JOHN: Oh I think that that the fundamentalist Christian critical mass in the, in this country stood shoulder to shoulder through the mid-sixties, and emerged from the sixties, and of the seventies and later, in much stronger shape. some of the religious figures of that time, like Billy Graham, retained their influence, and were in, remained very important power centers in this country.

INT: Did the anti-war movement affect the policies that President Nixon ........ particularly?

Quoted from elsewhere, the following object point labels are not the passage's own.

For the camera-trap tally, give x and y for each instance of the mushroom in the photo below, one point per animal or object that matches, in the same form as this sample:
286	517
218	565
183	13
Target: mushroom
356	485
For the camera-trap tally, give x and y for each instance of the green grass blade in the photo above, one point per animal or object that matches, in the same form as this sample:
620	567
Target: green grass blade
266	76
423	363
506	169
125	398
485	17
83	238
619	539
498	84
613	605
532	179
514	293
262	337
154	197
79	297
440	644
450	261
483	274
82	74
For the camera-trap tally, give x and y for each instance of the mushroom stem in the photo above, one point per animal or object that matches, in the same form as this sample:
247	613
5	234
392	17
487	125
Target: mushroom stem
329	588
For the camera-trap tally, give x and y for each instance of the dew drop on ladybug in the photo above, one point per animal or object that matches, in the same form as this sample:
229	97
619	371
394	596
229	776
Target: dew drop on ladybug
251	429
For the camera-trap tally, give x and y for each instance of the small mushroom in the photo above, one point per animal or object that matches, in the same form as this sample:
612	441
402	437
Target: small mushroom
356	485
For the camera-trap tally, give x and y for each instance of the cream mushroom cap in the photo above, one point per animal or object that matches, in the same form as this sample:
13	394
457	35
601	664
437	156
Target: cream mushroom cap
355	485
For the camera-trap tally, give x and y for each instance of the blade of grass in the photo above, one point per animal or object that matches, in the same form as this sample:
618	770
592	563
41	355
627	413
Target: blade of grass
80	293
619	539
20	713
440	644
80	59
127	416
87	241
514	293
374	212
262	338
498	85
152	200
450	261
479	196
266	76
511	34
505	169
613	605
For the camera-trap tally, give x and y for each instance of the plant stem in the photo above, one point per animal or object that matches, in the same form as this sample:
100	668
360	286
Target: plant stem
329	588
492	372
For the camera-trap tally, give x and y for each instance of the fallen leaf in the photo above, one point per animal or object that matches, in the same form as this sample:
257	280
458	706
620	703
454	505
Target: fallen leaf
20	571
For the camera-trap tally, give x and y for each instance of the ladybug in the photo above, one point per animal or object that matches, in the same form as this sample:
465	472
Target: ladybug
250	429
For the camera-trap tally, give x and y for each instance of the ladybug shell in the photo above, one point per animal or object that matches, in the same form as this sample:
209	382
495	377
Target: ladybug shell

JOHN: Well yes, I think Nixon recognized that there was a strong sentiment in this country, versus the war, against the war, and he, a cornerstone of his foreign policy was to remove American troops from Vietnam on a proper basis, over a period of time. He rejected the notion of pulling them out suddenly, and leaving South Vietnam, Vietnam ex- exposed, until the very last. but he had a steady removal of troops, a down-grading of troops, all through that time, which had a great impact on my duties, because I was in competition with Henry Kissinger for budget, all through that period of time; and we would sit down with the President, and he had a certain amount of tax money available, and he carved it up between National Security on the one side, and Domestic Affairs on the other. And there wasn't enough money to go around, and usually the war got theirs first, and then we got seconds. early on, he decided that the trend would be in the direction of more and more money to Domestic Affairs, more to domestic programs, and less to the military; and within four years that ratio had reversed, so that we were devoting substantially more, percentage-wise, to domestic problems, than we were to the war.

INT: How well was the American economy functioning at this time? Obviously there must've been problems with inflation, and generally providing the wherewithal to wage a war, as well as pursuing the leftovers of Johnson's great society.

JOHN: Well I'll give you one obscure fact: 1969 was the last year in which the budget of the United States was balanced - and that was Nixon's first year in office. the inflation rate was under relatively good control; unemployment was not full employment, but it wasn't too bad; and we didn't experience kind of run-away excesses during Nixon's first term. Of course he imposed wage and price controls during that first term. He did that as we got closer and closer to the election in 1972; he got through the election in 1972, then he was beleaguered by Watergate and a number of other considerations - but the fact is that controls came off, and then there was inflation. it was predictable - our economists had said, this is going, this is going to work temporarily, this'll get you through the election; but then you're going to have to do something because it's going to be very bad inflation otherwise. he wasn't in a position to do anything about it really; when the controls came off, we got through the '72 election, he got hit with the problems of the scandal, and he became very beleaguered - and he really, basically lost control of the situation.